Lo que está en juego es algo más importante, mucho más.
La misma existencia de la Iglesia en cuanto pueblo pone en crisis continuamente uno de los hitos irrenunciables de la modernidad, según el cual sólo un hombre que se afirma a sí mismo o a algo que nace de él (la Ley o el Estado), como autoridad única, puede juzgar rectamente. Por el contrario, a quien afirma con su vida el valor de la pertenencia a una realidad más grande que sí mismo (y, por consiguiente, el valor de la obediencia) se le considera cada vez más un individuo que carece de madurez, irrazonable, absurdo y peligroso.

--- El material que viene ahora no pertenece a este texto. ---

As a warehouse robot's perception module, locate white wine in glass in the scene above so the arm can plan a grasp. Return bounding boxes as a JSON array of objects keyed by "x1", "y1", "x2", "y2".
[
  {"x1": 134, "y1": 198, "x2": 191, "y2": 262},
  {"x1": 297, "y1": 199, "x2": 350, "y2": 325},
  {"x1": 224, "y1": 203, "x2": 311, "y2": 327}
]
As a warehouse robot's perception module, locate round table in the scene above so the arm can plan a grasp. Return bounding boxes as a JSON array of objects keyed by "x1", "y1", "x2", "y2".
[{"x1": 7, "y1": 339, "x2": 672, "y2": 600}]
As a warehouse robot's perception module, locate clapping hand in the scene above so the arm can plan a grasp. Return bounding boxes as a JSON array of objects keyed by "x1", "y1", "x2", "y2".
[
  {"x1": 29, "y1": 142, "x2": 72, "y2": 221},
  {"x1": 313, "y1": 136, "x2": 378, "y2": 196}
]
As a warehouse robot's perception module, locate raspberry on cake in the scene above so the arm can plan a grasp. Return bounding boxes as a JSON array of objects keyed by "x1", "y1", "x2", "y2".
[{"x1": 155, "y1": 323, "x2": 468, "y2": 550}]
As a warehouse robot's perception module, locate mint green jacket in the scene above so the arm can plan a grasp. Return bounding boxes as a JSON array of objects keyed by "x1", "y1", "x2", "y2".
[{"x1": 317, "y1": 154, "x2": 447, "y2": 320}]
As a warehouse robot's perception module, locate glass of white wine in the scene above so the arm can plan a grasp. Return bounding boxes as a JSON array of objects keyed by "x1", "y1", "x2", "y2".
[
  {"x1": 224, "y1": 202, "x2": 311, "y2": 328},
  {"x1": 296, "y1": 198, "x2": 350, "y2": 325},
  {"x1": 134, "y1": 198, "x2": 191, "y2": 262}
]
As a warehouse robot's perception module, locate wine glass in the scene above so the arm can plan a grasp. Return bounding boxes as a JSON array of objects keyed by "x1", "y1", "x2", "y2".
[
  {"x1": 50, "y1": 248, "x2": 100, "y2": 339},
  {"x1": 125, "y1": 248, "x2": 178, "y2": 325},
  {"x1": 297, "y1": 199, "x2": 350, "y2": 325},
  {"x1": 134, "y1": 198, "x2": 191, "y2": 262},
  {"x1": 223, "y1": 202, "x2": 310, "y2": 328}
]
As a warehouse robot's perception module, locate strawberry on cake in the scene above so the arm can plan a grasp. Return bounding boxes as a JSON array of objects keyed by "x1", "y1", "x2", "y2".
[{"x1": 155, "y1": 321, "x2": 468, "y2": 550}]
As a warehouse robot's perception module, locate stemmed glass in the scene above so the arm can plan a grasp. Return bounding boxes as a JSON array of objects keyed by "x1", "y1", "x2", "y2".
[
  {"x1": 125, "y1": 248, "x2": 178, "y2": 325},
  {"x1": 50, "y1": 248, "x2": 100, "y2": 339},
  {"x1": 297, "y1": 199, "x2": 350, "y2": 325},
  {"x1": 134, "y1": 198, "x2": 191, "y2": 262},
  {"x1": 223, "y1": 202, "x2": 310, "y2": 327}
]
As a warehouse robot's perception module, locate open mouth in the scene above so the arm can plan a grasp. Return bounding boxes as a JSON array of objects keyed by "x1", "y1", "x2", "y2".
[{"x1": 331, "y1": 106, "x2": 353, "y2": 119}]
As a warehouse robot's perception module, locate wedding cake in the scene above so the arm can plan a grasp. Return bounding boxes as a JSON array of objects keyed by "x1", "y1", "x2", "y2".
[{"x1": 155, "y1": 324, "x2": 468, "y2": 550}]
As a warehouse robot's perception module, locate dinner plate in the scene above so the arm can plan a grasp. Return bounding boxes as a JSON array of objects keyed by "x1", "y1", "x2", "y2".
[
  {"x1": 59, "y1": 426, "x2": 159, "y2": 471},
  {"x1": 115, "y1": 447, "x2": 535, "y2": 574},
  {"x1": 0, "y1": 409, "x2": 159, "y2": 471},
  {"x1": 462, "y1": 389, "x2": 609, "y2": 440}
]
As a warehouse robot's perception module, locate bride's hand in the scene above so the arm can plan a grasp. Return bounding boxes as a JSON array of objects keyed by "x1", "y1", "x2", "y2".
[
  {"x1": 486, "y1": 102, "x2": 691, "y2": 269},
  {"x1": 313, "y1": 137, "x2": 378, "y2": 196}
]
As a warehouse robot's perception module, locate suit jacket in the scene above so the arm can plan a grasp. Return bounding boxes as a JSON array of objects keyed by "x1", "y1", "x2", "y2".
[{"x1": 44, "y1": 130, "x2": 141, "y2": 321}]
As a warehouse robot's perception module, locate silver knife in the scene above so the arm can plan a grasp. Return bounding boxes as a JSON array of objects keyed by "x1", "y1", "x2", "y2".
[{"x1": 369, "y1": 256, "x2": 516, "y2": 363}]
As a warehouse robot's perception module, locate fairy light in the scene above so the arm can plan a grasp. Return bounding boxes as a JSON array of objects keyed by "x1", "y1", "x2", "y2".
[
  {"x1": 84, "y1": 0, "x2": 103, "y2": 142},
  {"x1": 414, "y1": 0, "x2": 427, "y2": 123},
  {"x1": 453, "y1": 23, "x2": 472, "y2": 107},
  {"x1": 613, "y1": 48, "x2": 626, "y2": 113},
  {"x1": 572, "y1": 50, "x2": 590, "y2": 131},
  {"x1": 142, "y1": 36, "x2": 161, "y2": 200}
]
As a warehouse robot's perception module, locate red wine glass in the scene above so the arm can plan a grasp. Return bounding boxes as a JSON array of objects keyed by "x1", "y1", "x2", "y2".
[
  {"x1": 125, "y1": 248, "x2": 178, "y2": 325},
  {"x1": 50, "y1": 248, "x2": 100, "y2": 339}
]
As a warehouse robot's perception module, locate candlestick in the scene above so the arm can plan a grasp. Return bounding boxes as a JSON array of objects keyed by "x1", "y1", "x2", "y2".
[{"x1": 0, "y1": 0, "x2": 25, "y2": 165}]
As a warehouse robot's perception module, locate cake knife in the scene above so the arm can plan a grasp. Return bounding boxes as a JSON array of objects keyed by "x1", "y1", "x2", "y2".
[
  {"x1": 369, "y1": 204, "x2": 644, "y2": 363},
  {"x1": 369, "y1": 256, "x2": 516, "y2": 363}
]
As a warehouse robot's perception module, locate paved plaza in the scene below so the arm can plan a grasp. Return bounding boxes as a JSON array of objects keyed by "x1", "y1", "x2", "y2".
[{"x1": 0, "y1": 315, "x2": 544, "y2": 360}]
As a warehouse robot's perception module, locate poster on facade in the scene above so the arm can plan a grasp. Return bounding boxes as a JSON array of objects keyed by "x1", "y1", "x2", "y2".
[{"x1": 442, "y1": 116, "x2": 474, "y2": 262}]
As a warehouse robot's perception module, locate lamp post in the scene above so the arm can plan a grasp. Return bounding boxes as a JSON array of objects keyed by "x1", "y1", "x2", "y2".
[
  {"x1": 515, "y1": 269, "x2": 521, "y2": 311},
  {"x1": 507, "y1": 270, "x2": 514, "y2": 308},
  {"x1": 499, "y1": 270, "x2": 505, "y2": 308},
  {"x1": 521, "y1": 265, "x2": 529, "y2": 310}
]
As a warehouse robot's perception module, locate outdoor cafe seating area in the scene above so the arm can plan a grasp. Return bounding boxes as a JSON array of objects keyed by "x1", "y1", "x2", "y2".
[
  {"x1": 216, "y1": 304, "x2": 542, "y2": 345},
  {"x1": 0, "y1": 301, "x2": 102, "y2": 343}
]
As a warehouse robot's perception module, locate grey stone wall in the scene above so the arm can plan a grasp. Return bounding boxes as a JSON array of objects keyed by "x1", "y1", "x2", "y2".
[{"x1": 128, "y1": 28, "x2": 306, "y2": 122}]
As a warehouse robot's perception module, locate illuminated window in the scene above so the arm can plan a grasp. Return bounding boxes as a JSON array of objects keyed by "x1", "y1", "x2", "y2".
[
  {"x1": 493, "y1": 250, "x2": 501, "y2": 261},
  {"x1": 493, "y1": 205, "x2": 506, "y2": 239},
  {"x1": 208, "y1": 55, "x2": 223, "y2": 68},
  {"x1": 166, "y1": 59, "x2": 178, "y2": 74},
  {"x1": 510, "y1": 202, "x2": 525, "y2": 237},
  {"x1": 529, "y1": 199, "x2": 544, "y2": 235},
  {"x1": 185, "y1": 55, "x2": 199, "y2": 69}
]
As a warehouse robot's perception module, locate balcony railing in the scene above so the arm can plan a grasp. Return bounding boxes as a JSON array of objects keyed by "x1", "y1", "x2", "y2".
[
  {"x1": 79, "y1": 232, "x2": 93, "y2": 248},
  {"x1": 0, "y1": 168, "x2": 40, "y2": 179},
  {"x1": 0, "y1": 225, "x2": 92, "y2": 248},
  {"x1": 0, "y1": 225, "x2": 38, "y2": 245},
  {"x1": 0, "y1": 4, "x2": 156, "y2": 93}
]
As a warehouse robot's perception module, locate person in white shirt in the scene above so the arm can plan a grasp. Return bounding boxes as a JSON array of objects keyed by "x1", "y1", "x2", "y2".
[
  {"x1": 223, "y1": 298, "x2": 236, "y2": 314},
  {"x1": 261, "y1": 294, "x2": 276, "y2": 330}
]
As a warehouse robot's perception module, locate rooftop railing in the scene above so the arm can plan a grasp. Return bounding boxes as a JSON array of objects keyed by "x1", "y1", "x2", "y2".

Por ello, la existencia de la Iglesia en cuanto pueblo (como se ha puesto de manifiesto en la Jornada Mundial de la Juventud y en el Meeting de Rímini) resulta un contrasentido, algo irritante; un estorbo para la cultura dominante. Para muchas firmas de los diarios, sencillamente un cristianismo encarnado “no debería” existir, ya que según su concepción “no puede” existir. Imaginad a una persona que escribe durante años que el canguro es un ser inconcebible, o cuanto menos no actual, y un día sale de su casa y se lo encuentra. Realidad o prejuicio.
El protagonista de un relato de Chesterton desenmascara a un falso cura porque éste habla mal de la razón. Los detractores de la Iglesia saben bien que no es fácil persuadir de que se trata de una panda de insensatos. Y esto acrecienta el rencor contra ella hasta llegar a la aversión. El cristianismo, en cambio, se ofrece a la libertad de hombres razonables y se somete al tribunal de la experiencia. Por tanto, el fideísmo, esto es, creer en algo sin tener razones adecuadas, es el peor enemigo de la Iglesia.

Pero otro enemigo amenaza siempre a la Iglesia, desde dentro y fuera. El poeta T. S. Eliot lo describe con la imagen de serpientes en las escaleras del altar y de perros que ladran a las puertas del templo: poner el fundamento de la experiencia cristiana en algo distinto que la pertenencia a la realidad histórica mediante la cual la presencia de Jesús y el contenido de misericordia de su Revelación nos alcanza.

Una Iglesia que deje de ser la experiencia de un pueblo - como lo fue desde el principio en la historia de Israel, al comienzo de nuestra historia -, reduciéndose a un discurso intelectual o a un quejumbroso reclamo de tinte moral, es lo que quisieran. Desde luego, no es la que conocimos hace cuarenta años en las aulas del Liceo Berchet y que desde entonces nos sigue fascinando y lanzando al debate.